Sunday, January 4, 2009: 9:40 AM
Rendezvous Trianon (Hilton New York)
Franziska Seraphim , Boston College, Chestnut Hill, MA
In the 1950s, social reconstruction policies in Japan and West Germany focused on redrawing the post-occupation social body at the expense of wrestling with the political and moral legacies of the war. Both societies worked to rehabilitate as “fully” Japanese or German those nationals who bore the brunt of Allied policies — those branded war criminals or denied aid, for example — while simultaneously marginalizing those in socially ambiguous or dangerous categories such as ethnic Koreans and Chinese or mixed-race children. This project considers the emerging regimes of social integration and exclusion in Japan and West Germany to examine the crucial impact of American policies of occupation and alliance at the framing stages of the Cold War.
Historians have written voluminously on the overall success (and failure) of the Nuremberg and Tokyo war crimes trials and political “re-education” under the auspices of the Allied victors in World War II.  A close comparison between Japan and West Germany not of the trials but the subsequent politics of clemency, parole, and rehabilitation of those convicted in Allied courts exposes the specificity of each separate context as crucial to the processes and outcomes of reconstruction in the 1950s.

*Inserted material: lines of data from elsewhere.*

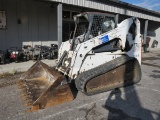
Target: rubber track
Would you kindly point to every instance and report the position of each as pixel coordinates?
(84, 77)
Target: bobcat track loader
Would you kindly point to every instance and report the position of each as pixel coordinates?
(100, 56)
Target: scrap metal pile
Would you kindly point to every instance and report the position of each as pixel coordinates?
(27, 53)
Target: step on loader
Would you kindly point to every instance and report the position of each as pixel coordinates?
(101, 56)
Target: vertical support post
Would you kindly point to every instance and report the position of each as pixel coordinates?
(59, 24)
(144, 36)
(116, 20)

It also engages directly with the comparison itself, both as an intellectual and as a political enterprise.  Comparisons of Japan and Germany have a long and complex history of their own.  This project recasts the terms of comparison that have dominated this history by rejecting the simple binary framework that lends itself to cultural explanations for Germany’s “success” and Japan’s “failure.”  In contrast, it resituates each country within the webs of international relations that shaped their postwar experiences. The asymmetries between the two countries’ histories are multiple.  This project engages with them directly and treats the comparison as itself a historically constituted subject of inquiry.